For someone of my age, who works in a very demanding job, has a wife and 2 yr old child, and tries to get some time to myself, making friends is not easy.

It seems that the modern workplace has developed into a substitute for the friendships we all used to have outside the workplace. We are able to bond with our co-workers, but only so far. On occasion, however, we can push those boundaries and develop a real sincere friendship with another. Even then, however, the impact of a work friendship on others has to be carefully considered. Sometimes we are all boxed in by a world in which having real friends is seen as a distraction.

Friends are important. As much as we all get from our family and our work, we still need more. We need someone with whom to just chat , someone for sharing secrets, someone with whom to discuss the relative strengths of Godzilla v. Mothra.
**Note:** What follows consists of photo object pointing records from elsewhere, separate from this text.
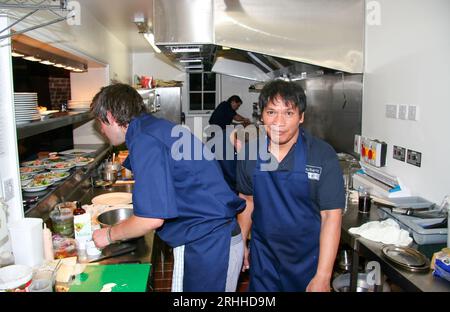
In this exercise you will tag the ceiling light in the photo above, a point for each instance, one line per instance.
(47, 63)
(191, 60)
(185, 49)
(32, 58)
(151, 39)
Simple things that help ground us in the larger social fabric and remind us of the essential truth that no one lives alone.

I am fortunate that I have made new friends as time passes (and as some friends fade into history). Some of these people became fast friends because there was some immediate connection. Others have taken time, but eventually became someone important in my life. All of these people bring something unique to how I view the world.

When I am feeling down I sometimes tell my wife that “I have no friends.” She then rattles off a list of the friends I have and I am forced to acknowledge the truth. The truth is I am very fortunate and become more fortunate every day.

So, if you are my friend, thank you.